Grafik aaa - Zeitung für die sofortige Stilllegung aller Atomanlagen
2003-11-25

Querkopp

Hauptmotiv für die Aktion der "Schwarzen/Autonomen/..." war die Blockade zu schützen. Nur wer hat hier diese Form von Unterstützung gewollt? War das Vorgehen, das offensichtlich organisiert war, mit den Organisatoren der Blockade und (noch wichtiger) mit den anderen BlockiererInnen abgesprochen? Das kann ich mir nicht vorstellen!
Dies ist die entscheidende Frage. Es ist unerheblich, ob die Akteure selbst diesen "Schutz" als erfolgreich und richtig ansehen. Viele Leute auf der Straße haben sich eben offensichtlich nicht geschützt gefühlt. Sie wollten in dieser Situation eben keine Rangelei mit den Bullen.

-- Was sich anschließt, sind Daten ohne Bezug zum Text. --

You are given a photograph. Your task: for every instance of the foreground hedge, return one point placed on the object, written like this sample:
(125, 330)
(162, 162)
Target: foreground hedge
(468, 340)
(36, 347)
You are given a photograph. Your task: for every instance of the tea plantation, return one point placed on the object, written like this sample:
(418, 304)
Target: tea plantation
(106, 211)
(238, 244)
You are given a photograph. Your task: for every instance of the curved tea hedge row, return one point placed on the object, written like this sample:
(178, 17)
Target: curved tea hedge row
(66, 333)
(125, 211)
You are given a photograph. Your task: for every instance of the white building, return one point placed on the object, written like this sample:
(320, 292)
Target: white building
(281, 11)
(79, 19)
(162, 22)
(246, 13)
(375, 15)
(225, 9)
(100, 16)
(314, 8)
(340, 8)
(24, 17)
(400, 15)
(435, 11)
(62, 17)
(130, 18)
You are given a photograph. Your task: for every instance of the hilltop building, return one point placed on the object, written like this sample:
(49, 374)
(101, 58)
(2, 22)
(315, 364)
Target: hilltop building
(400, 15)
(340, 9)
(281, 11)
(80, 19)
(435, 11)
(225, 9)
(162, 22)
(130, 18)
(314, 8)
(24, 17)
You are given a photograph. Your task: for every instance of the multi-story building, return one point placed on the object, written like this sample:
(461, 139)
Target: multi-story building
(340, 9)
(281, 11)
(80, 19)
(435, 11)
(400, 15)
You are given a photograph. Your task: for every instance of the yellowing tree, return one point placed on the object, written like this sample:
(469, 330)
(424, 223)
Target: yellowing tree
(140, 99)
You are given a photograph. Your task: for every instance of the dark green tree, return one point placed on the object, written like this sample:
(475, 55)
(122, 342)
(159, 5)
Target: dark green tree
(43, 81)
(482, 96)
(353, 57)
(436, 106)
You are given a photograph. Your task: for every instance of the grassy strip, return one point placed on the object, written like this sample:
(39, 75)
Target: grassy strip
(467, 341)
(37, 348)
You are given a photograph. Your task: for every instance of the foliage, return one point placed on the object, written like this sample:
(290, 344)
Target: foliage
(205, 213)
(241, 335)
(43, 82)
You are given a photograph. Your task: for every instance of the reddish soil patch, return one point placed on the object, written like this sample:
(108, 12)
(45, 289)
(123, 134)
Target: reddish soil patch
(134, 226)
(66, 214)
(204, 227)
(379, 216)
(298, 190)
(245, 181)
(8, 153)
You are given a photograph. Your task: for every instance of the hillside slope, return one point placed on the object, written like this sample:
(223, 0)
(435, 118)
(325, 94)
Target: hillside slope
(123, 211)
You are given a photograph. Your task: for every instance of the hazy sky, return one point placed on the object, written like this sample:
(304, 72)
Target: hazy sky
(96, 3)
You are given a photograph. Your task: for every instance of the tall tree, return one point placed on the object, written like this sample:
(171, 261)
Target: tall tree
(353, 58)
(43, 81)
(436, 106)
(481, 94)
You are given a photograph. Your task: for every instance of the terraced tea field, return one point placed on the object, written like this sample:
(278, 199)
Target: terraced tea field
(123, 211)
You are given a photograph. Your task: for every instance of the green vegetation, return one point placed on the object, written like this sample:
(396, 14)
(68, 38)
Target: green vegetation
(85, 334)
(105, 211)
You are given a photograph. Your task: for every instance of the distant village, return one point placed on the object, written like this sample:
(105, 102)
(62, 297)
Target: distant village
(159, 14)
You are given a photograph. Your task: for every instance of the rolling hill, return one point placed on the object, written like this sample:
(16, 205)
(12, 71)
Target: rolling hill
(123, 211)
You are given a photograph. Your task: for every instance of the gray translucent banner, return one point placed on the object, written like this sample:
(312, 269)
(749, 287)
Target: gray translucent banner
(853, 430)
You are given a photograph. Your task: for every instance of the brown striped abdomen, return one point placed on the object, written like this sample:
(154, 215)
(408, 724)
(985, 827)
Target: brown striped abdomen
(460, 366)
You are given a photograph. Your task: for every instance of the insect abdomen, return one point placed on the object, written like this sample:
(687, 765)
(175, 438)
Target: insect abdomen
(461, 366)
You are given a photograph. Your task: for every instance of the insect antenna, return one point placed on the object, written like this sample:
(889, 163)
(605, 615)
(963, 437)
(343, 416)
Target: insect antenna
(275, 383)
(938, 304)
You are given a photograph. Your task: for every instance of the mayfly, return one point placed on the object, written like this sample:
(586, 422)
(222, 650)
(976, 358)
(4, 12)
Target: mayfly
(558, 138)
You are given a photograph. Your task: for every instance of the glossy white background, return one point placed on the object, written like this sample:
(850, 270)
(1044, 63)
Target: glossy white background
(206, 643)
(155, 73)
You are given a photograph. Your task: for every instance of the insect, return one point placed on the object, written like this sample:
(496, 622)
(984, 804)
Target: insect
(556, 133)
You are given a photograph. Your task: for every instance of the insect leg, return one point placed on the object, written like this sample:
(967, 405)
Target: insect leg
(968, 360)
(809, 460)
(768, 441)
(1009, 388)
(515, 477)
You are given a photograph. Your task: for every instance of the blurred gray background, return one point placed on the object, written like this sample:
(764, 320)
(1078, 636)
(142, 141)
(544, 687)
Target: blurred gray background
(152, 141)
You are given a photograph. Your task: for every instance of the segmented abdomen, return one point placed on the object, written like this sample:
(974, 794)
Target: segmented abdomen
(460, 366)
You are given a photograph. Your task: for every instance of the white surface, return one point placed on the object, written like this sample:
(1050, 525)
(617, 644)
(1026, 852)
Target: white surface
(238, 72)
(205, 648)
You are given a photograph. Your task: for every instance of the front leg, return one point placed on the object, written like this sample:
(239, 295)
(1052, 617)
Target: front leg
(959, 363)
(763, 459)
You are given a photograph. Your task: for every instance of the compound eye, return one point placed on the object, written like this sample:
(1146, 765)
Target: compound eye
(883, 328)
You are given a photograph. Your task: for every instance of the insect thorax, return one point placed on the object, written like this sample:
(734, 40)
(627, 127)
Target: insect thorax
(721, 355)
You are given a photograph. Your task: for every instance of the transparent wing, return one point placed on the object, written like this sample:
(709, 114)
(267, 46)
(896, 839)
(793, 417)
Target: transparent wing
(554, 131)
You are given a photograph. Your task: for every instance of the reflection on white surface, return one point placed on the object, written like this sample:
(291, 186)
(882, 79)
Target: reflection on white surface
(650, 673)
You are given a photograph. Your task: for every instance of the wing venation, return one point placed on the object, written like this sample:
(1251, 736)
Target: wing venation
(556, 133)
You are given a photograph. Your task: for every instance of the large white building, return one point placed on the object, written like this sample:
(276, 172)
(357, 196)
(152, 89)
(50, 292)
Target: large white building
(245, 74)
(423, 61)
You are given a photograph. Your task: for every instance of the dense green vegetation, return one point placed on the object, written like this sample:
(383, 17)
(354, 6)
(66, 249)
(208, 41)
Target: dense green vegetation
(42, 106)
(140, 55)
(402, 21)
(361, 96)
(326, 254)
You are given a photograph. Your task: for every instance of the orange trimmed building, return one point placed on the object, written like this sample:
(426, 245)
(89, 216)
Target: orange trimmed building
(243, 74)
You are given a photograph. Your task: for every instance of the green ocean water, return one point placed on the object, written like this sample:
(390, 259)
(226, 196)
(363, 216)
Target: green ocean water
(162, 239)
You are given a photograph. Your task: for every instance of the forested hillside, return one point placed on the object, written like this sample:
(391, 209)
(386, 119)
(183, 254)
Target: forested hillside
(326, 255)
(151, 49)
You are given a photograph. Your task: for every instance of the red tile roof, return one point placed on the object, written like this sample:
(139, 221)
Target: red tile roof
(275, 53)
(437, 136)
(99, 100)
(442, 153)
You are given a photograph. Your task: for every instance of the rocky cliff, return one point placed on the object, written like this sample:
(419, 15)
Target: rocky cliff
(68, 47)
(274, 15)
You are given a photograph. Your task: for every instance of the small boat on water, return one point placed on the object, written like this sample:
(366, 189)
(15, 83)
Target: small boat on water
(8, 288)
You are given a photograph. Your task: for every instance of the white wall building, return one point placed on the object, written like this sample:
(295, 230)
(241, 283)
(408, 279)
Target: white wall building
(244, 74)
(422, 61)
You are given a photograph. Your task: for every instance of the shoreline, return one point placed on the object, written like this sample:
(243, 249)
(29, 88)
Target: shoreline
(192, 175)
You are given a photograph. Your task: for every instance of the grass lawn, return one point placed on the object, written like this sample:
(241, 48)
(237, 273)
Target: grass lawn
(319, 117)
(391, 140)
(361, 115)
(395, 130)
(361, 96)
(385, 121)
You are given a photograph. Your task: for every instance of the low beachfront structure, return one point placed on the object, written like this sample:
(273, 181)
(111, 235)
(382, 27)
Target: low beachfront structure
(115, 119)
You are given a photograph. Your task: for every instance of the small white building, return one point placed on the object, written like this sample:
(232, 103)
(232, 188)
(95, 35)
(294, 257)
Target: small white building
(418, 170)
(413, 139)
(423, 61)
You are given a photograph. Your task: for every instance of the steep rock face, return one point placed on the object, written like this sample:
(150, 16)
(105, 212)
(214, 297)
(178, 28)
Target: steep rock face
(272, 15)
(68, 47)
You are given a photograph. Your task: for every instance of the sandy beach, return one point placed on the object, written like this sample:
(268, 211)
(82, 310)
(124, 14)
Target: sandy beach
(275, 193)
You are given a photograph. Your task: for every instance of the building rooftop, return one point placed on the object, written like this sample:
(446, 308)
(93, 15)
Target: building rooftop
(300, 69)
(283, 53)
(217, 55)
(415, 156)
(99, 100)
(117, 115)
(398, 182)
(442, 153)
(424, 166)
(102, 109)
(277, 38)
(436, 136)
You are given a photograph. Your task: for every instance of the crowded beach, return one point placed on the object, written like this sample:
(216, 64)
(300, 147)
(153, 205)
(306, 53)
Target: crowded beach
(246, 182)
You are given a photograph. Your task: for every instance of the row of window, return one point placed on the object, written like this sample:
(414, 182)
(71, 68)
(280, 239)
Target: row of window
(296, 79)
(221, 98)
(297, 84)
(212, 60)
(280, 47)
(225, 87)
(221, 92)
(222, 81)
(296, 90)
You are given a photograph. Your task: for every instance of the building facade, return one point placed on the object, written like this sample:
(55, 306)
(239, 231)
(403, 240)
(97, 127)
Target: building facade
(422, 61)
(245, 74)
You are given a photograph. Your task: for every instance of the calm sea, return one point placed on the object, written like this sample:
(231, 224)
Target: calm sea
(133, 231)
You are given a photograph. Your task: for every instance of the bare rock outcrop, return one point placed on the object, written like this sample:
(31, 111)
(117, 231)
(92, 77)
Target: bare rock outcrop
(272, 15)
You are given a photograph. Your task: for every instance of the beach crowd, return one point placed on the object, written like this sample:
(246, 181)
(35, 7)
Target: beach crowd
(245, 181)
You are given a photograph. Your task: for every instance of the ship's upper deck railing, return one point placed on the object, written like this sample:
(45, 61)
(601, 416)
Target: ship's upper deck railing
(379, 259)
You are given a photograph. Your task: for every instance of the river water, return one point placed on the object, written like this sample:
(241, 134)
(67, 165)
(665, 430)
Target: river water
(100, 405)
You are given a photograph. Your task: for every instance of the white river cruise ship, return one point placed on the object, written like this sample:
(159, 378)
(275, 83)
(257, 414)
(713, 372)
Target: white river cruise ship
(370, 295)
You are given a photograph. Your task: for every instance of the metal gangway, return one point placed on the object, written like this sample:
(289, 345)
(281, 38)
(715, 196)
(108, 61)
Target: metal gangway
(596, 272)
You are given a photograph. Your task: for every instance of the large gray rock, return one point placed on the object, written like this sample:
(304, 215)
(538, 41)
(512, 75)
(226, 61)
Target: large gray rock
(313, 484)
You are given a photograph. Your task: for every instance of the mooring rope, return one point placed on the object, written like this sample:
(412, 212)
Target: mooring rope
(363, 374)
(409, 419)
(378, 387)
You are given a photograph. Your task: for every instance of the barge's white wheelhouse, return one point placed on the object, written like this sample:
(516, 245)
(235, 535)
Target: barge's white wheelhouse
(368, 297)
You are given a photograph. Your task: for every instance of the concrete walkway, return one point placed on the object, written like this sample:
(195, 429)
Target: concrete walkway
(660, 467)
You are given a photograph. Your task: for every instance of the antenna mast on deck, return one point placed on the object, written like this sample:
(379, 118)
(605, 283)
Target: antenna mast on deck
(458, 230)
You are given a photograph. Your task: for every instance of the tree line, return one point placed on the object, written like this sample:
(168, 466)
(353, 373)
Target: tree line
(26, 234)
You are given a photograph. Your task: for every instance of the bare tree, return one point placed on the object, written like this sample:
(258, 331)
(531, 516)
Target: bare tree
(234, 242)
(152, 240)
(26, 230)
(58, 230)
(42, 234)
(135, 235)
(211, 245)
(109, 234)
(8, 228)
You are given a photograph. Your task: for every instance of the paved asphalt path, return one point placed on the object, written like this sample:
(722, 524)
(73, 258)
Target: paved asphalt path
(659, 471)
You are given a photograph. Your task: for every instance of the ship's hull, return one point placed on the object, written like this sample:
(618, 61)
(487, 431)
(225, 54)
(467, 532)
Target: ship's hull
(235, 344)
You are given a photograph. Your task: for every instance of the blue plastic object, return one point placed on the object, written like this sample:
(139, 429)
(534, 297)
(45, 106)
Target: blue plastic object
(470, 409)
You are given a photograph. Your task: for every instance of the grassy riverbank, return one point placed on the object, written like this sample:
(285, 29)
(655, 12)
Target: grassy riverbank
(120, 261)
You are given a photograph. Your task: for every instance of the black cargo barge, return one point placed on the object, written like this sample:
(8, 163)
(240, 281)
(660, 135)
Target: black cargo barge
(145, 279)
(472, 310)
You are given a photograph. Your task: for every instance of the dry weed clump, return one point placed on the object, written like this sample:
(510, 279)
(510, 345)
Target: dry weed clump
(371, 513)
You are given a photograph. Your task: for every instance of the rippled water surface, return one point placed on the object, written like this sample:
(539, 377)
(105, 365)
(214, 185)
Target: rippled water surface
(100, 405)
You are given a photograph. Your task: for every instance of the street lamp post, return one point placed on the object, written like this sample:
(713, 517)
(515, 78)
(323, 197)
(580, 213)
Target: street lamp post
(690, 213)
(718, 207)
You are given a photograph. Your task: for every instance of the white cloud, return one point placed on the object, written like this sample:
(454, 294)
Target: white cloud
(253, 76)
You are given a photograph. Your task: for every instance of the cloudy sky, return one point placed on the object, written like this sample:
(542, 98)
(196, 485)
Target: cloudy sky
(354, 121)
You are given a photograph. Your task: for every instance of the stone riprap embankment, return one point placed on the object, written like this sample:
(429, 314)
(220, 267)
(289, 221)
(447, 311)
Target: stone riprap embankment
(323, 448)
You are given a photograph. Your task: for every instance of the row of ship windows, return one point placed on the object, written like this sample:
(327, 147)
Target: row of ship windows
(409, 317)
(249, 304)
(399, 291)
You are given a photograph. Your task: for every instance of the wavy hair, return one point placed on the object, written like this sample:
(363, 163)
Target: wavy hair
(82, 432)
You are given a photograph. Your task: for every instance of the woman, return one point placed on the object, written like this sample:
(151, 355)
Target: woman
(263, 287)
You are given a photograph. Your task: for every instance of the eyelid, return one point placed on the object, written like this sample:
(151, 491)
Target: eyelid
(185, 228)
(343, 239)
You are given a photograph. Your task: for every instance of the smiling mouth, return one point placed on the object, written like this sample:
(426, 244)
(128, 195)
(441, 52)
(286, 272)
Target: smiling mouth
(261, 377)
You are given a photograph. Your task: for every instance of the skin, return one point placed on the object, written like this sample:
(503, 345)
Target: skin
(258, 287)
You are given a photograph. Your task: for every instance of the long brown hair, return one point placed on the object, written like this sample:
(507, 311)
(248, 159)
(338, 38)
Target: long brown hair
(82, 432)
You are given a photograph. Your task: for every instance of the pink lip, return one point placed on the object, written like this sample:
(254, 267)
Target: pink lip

Ein wichtiger Grundsatz bei gewaltfreien Sitzblockaden ist es, bei der Räumung (einschließlich des Polizeiaufmarsches davor) möglichst ruhig zu bleiben, und eben nur passiv durch Sitzen auf der Straße Widerstand zu leisten, also nicht den Polizeiketten in Konfrontation gegenüber zu stehen. Mensch ist dann schutzlos! Wer das nicht möchte oder kann, sollte sich nicht an einer solchen Aktion beteiligen. Nichts gegen eine konfrontativern Kurs gegen die Polizei an anderer Stelle, aber bitte nicht während einer Sitzblockade.
Damit eine Sitzblockade (in ihren Grenzen) funktioniert, ist es sehr wichtig, dass die BlockiererInnen spätestens bei drohender Räumung geschlossen auf der Straße sitzen und nicht davor oder drum herum stehen. Das hat in Grippel nicht gut geklappt. Wahrscheinlich lag es auch daran, dass die Sitzblockade eben nicht oder nur unzureichend über Bezugsgruppen und SprecherInnenräte organisiert war.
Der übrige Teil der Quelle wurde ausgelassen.